With the adrenalin dieing down, you find a mirror to check your own damages. Your face is certainly burned, first degree, maybe second in places, along with some missing hair. Shaking your joints out says you took a bad fall just as expected, but everything is working well enough to move. The air in here might be your biggest worry. It's hard to breath, and you throat and chest still feel on fire themselves.
Naturally, getting out is the obvious answer, but there's nowhere in the Habitat Module that would normally have an environment suit to leave in, and you haven't found an errant one yet. Using a radio or any other device is still subject to catastrophic electrical shorts. You ponder making your own solution, but the wealth of military grade housewares and debris doesn't exactly present an answer...
Now In ContactDietrich has now been confirmed dead.

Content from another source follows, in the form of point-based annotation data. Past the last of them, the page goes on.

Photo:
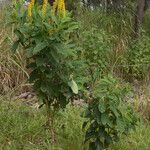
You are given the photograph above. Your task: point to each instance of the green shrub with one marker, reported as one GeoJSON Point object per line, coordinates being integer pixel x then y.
{"type": "Point", "coordinates": [137, 57]}
{"type": "Point", "coordinates": [107, 114]}
{"type": "Point", "coordinates": [96, 52]}
{"type": "Point", "coordinates": [44, 35]}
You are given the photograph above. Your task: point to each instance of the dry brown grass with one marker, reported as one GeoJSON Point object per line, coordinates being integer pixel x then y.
{"type": "Point", "coordinates": [13, 72]}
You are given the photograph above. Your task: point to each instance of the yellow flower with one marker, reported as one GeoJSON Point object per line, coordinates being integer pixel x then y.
{"type": "Point", "coordinates": [29, 9]}
{"type": "Point", "coordinates": [55, 5]}
{"type": "Point", "coordinates": [63, 10]}
{"type": "Point", "coordinates": [44, 6]}
{"type": "Point", "coordinates": [61, 7]}
{"type": "Point", "coordinates": [32, 2]}
{"type": "Point", "coordinates": [14, 2]}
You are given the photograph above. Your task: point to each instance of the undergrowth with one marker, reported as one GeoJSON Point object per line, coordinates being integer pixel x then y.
{"type": "Point", "coordinates": [22, 127]}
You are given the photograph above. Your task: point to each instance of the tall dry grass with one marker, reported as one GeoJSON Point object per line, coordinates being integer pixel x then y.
{"type": "Point", "coordinates": [13, 72]}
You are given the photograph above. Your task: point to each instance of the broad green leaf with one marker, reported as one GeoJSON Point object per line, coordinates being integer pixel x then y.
{"type": "Point", "coordinates": [104, 118]}
{"type": "Point", "coordinates": [102, 107]}
{"type": "Point", "coordinates": [73, 86]}
{"type": "Point", "coordinates": [40, 46]}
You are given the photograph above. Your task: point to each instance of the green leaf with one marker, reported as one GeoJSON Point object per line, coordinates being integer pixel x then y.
{"type": "Point", "coordinates": [102, 107]}
{"type": "Point", "coordinates": [39, 47]}
{"type": "Point", "coordinates": [92, 146]}
{"type": "Point", "coordinates": [73, 86]}
{"type": "Point", "coordinates": [104, 118]}
{"type": "Point", "coordinates": [99, 145]}
{"type": "Point", "coordinates": [15, 46]}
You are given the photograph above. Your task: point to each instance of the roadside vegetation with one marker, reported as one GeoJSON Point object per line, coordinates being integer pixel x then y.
{"type": "Point", "coordinates": [74, 80]}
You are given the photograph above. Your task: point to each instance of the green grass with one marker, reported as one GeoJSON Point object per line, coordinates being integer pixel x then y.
{"type": "Point", "coordinates": [23, 128]}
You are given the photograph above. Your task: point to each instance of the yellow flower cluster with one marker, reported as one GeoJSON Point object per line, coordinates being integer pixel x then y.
{"type": "Point", "coordinates": [59, 6]}
{"type": "Point", "coordinates": [32, 2]}
{"type": "Point", "coordinates": [29, 9]}
{"type": "Point", "coordinates": [44, 6]}
{"type": "Point", "coordinates": [14, 2]}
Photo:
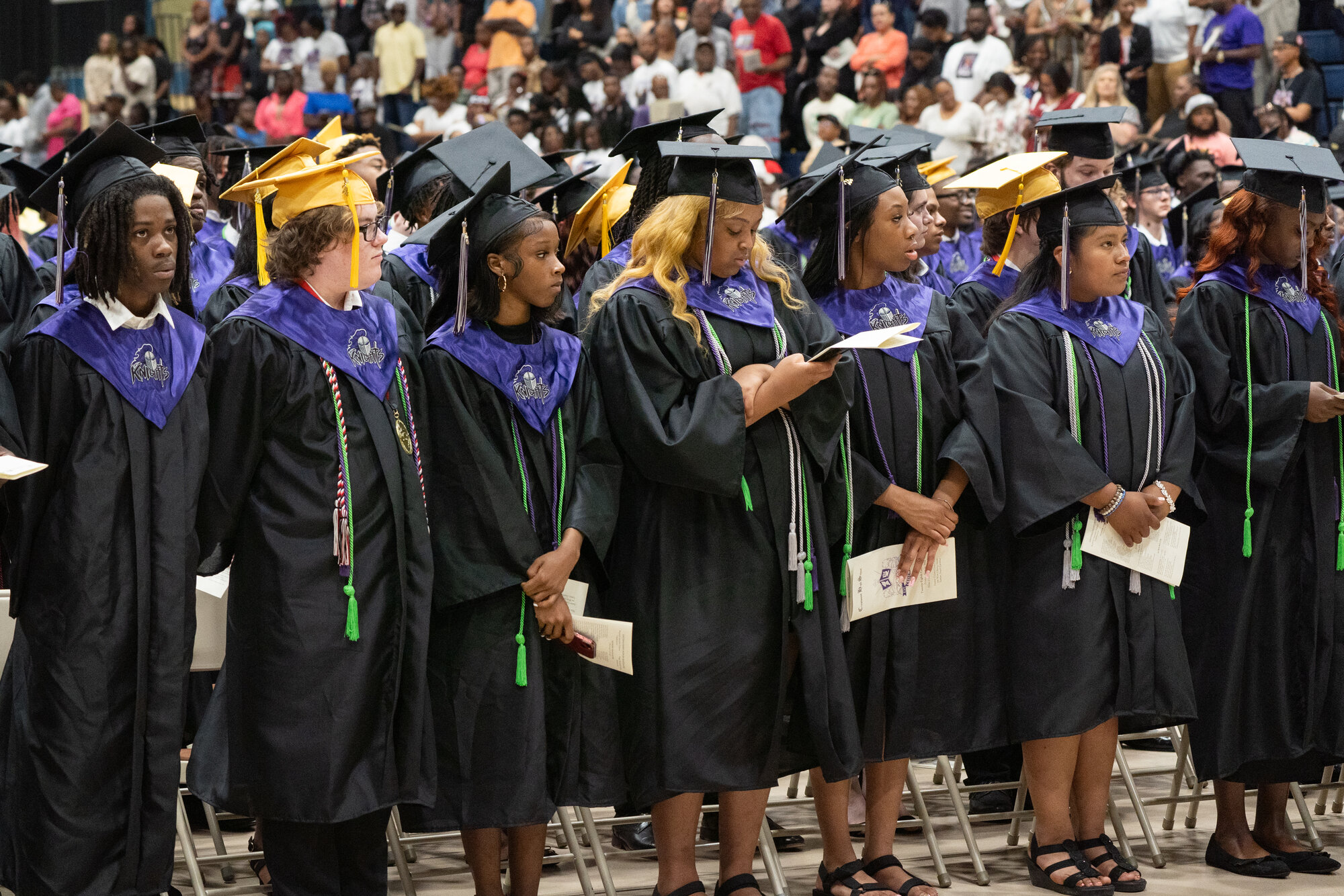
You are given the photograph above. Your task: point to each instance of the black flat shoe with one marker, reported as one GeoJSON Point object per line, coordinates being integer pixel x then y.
{"type": "Point", "coordinates": [1123, 864]}
{"type": "Point", "coordinates": [1084, 870]}
{"type": "Point", "coordinates": [1264, 867]}
{"type": "Point", "coordinates": [1308, 863]}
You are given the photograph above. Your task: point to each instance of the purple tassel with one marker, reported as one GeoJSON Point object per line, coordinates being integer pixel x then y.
{"type": "Point", "coordinates": [460, 322]}
{"type": "Point", "coordinates": [1064, 268]}
{"type": "Point", "coordinates": [709, 229]}
{"type": "Point", "coordinates": [61, 241]}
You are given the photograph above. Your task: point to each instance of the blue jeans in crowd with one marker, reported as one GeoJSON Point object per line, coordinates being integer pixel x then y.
{"type": "Point", "coordinates": [761, 111]}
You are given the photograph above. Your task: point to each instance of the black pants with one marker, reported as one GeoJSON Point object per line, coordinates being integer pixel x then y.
{"type": "Point", "coordinates": [346, 859]}
{"type": "Point", "coordinates": [1240, 108]}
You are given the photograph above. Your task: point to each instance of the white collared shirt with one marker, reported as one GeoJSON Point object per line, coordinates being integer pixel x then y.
{"type": "Point", "coordinates": [119, 315]}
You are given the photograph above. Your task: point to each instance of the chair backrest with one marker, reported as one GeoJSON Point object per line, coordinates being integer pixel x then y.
{"type": "Point", "coordinates": [208, 655]}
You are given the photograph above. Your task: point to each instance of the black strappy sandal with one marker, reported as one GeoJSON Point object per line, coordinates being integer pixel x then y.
{"type": "Point", "coordinates": [1041, 877]}
{"type": "Point", "coordinates": [845, 877]}
{"type": "Point", "coordinates": [884, 863]}
{"type": "Point", "coordinates": [1123, 864]}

The storm is still messing up radio communication.
The Next TurnTo make up for taking three weeks to write a couple of paragraphs saying “yeah stuff happened like you expected”, the next turn will be one hour, during which time, you will succeed at whatever you try. This ain't no RTD, so plausible actions only please, but anything you think you can accomplish with one hour in a Martian shipwreck, go ahead. Ask me about any specifics, I'll try to accommodate everything I can.
Sean – You're welcome to name your new robot. Megabot is pretty lame.
To ease up on bookkeeping slightly, I've elected to remove the Current Mood indicator for characters. Nobody was really reflecting them anyway, which stands to reason – you can't get much more railroading than insisting people feel a certain way. Mental status comes across well enough in the descriptions as is without me having to bother assigning it a value in the list. I'm strongly considering doing the same with the relationship lists. At this point, it doesn't really serve any purpose except pointing out who's in contact, and once everyone is gathered together, or just next turn, I'll probably drop it for all the same reasons.
I'd like to point out that most of the heavy engineers have gathered together with an air factory and a big drill at one end of the wreckage, and most of the scientists have gathered together with a greenhouse and a big truck at the other. I never had a plan or intention for these groups and equipment to come together like that, it just kind of happened. So congratulations I guess.
Other corrections will go here as they inevitably arrive.
Yeah delays, whatever. Enough has been said.
For anyone who remembers and gives a damn, a while ago I said I was in danger of vanishing off the Internet, permanently and without warning. Well, crisis averted. I could still be hit by a bus or something, but I have nothing in particular to worry about now.